Look at the chain of custody. At the point of origin, you have a client; the client has a computer with a secret document, a ZIP program on it, and a secret password. At the point of receipt, you will accept the ZIP file, decrypt it with the secret password, and process it.
We can assume that you and your clients are equally susceptible to attack at the end-points regardless of whether the file is carried on a disc or uploaded to the cloud. If the attacker has a keylogger or other malware on the client's machine, it hardly matters how well the data is secured.
Modern Windows ZIP utilities (WinZIP, 7-Zip) use AES-128 or AES-256 with a password derived key; this is very strong encryption. (They also offer backward compatible "ZIP 2.0 encryption", which is not secure.) The security of the encrypted data will depend entirely on the security of the password chosen. With sufficient notice to your clients, you can choose to not accept files that aren't properly encrypted.
IFF your clients use a secure password, and IFF they properly manage the password, there is no relevant security difference between the postal service and a cloud provider. In neither case is a man-in-the-middle attacker going to be able to recover the data without the ZIP password. But that's a very big IFF. You are not in control of your clients, so you cannot specify exactly what kind of security practices they will follow.
A postal service CD is more difficult for a remote attacker to intercept than a file on a server. An attack on physical media requires physical presence, something a remote hacker generally will not have. But if they do have physical access, there are many points where the disk could easily be intercepted and copied. Then, the only security you have is with the ZIP file encryption. The attacker will need both physical access to the CD and a copy of the secret password.
Cloud storage requires its own set of access mechanisms, such as passwords or certificates; which are something additional that both you and your clients need to securely manage. You may still require the ZIP file to be encrypted using a secure password (this is actually a rather common requirement.) But you each now have several sets of credentials to maintain, and this is where humans really fall down on the job. Ask them to do too much and they get confused; they may send the file unencrypted because the cloud server has a password, or they may accidentally share the upload password instead of the ZIP password. Remember, you may be tech savvy, but not all of your clients are: your clients may have completely non-technical administrative people trying to upload the data, people who will make mistakes.

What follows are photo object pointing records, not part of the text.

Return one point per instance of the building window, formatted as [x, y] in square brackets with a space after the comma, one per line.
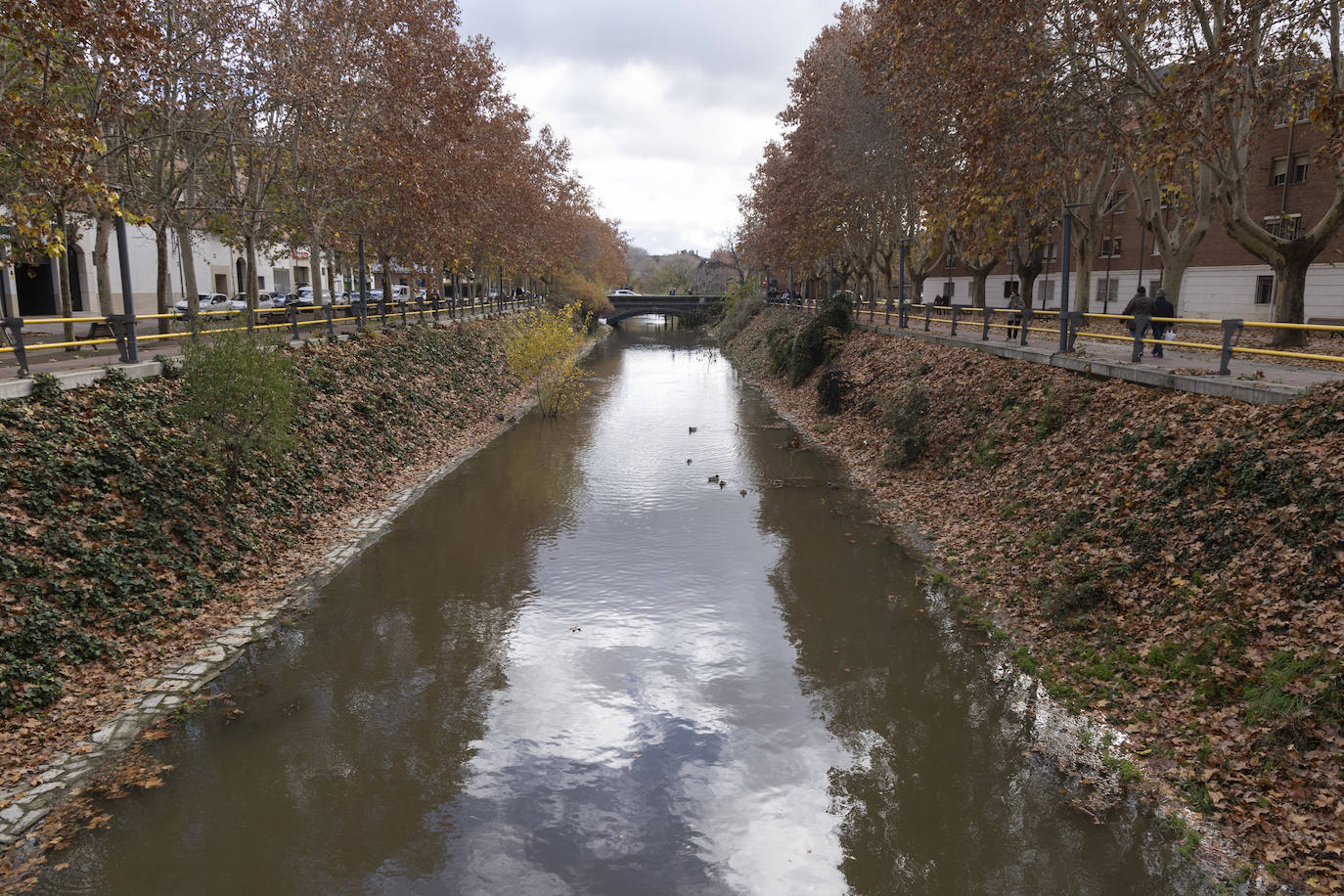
[1285, 226]
[1283, 172]
[1301, 112]
[1264, 291]
[1105, 294]
[1298, 172]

If your cloud client makes two mistakes, revealing both the secret password and the cloud credentials, the attacker can win. This can be mitigated even further by use of two-factor authentication; it exacerbates the complications further, but it will help stop any cloud server mistake from spreading.
If your postal client makes one mistake, AND the attacker has physical access, the attacker can win. In this case, the client has to reveal the secret password to an unauthorized person; but social engineers are really quite good at getting this info. I wouldn't underestimate that threat.
Finally, like it or not, success will depend on how everyone feels about the cloud. If your chief security officer says "I don't trust the cloud", then all you can do by pushing harder for a cloud-based solution is to get yourself in trouble. If your marketing people tell you "my clients don't want all that security stuff", do not force your opinions on them. Telling them scare stories about CD thefts will just serve to spook them in general. When you spook your clients you risk them running away, and with no clients you have no money and no job.
You may be much better off keeping the solution in your pocket, or silently getting an implementation ready. That way when your clients say "we need faster turnaround time than this CD-in-the-mail thing", you're ready with a faster solution. But there does not appear to be a compelling need for you to change how your clients do business today, so don't force it.